Kerry didn't seem to hear him. "She needs a large bore IV, Bill, and I want her on 100% oxygen by mask. And give her a 50 mg bolus of Lidocaine as soon as you can."
Kim stood up and moved back to let the other nameless EMT move closer to Mrs. Ryan. Her neck and shoulders ached and she dug at the sore muscles with one hand as she watched Kerry and the two paramedics work on the old lady.
And then her eyes fell on Finn. He was opposite her, standing a step or two behind Kerry and his eyes were fastened on his unconscious grandmother.
Kim stepped around the equipment clutter and went to his side, then crouched down.
"Hey," she said. "Are you okay?"
His eyes never moved from the old woman on the floor and he said nothing.
Kim touched his shoulder and realized that he was drenched through and shivering in a thin pair of wet pajamas. She looked around for the other blanket she'd brought, and spotted it on the floor near Kerry's bag. She retrieved it, then sat down beside Finn, spread it across her legs and gently pulled him down. He sat on her lap and she wrapped the blanket and her arms around him.
"Charge it to 250 ... clear!" Kerry said and Mrs. Ryan's body was jolted off the floor for a moment. Kerry and the paramedics studied the monitor intensely. "Charge to 300," Kerry said and the whine of the defibrillator batteries filled the kitchen.
"What are they doing?" Finn asked Kim in a hushed voice.

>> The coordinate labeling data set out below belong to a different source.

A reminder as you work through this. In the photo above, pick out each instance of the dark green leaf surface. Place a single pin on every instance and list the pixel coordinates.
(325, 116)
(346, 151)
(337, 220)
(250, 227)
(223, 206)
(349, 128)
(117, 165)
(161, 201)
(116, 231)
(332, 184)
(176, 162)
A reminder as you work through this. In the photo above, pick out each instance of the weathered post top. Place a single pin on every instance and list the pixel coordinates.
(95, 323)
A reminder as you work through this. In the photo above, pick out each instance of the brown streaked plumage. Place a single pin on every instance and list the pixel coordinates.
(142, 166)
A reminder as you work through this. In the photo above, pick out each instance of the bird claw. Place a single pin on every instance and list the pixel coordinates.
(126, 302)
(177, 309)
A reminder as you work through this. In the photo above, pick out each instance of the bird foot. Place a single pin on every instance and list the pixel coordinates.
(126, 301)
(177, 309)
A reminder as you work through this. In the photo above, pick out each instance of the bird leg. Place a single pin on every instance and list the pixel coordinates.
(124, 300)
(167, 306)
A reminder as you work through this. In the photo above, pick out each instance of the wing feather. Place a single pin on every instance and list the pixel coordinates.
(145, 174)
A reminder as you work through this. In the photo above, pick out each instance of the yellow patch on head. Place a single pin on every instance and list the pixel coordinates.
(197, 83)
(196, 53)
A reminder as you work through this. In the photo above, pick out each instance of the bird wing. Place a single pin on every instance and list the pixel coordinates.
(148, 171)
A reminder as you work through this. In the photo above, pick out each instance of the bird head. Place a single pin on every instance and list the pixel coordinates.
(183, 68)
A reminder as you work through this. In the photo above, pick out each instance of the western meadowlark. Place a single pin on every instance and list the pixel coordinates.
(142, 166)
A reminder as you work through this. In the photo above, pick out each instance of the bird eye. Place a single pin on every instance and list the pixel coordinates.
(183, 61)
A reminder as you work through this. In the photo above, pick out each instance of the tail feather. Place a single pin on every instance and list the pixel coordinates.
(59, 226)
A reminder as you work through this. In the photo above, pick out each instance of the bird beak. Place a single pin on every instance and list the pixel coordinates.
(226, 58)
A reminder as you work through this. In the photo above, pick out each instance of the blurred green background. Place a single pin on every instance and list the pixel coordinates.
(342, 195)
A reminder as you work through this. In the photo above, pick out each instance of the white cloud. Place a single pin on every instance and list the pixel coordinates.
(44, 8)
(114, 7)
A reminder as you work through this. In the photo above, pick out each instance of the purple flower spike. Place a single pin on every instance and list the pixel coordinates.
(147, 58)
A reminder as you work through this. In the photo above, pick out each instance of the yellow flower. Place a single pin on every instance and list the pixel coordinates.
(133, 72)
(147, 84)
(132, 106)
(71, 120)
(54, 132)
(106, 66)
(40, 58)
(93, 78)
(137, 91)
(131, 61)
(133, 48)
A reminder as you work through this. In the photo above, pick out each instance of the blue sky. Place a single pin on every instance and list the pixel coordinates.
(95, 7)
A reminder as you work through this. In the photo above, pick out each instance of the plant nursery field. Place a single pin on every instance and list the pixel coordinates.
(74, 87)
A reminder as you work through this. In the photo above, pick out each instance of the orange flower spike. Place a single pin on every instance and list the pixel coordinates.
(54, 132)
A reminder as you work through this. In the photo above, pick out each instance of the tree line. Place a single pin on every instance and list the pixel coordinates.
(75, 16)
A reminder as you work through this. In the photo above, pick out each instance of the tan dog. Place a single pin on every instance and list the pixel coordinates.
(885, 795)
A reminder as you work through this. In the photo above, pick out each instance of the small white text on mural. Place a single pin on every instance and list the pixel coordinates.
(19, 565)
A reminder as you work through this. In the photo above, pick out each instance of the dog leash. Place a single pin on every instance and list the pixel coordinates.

"Your Gran's heart is beating in a funny rhythm. Kerry is giving it a shock of electricity to make it beat right again," Kim said.
He watched Kerry inject something into Gran's IV, then he turned to look at Kim. "Is she going to die?"
Kim hesitated. "Kerry is a really good doctor, Finn, and now that the paramedics are here we can take - "
"Kim," he said and it was one part rebuke, one part desperation. "Is she going to die?"
Kim pursed her lips. "We don't know for sure yet, Finn. Maybe."
He looked back at the scene unfolding in front of him and saw Kerry shock her with the paddles again. He turned and regarded Kim with those serious, sad eyes. "When you know for pretty sure, will you tell me, please?"
Kim searched his face for signs of what was going through his mind. "Okay, if you want us to."
He turned back towards his Gran and watched, a resigned look on his face.